Interesting WSJ article

Direct Deposits - Migrants' Money Is Imperfect Cure For Poor Nations
Earnings Sent Home From U.S. Fuel Increased Spending But Not Much Investment
Thugs Extort Cash by Phone

By BOB DAVIS
November 1, 2006; Page A1

CIUDAD BARRIOS, El Salvador -- This lively mountain town survives on money sent from its sons and daughters living in the U.S. On days payments arrive, lines at the local credit union can reach 150 deep. The crowds then hail motorcycle taxis and head for the town's open-air market to stock up on food and clothing, or browse tiny appliance stores stuffed with blaring televisions and stereos.

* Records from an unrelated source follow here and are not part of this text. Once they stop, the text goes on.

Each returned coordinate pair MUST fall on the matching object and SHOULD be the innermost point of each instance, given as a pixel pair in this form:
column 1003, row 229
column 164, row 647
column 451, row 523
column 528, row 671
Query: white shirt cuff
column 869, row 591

It's the sort of scene that many development economists believe could transform some of the world's most impoverished regions, by putting cash directly in the pockets of the poor. With tens of millions of migrants around the globe sending remittances home, the flood of money has grown immense -- $167 billion last year, according to the World Bank.
[Chart]

But Ciudad Barrios also demonstrates why reliance on remittances may turn out to be the latest development fad that fails to live up to its hype. The downside: a cycle of continued poverty, as dependence on remittances turns the town into a kind of ward of the U.S. Those with entrepreneurial ambition head north, emptying out the town of its talent. Only a tiny fraction of the money they send home is invested in industry or agriculture that could produce jobs. And with the breadwinners away, organized thugs pounce on a place where money pours in from outside. All of that leaves little opportunity for the next generation except to follow their predecessors north, if they can.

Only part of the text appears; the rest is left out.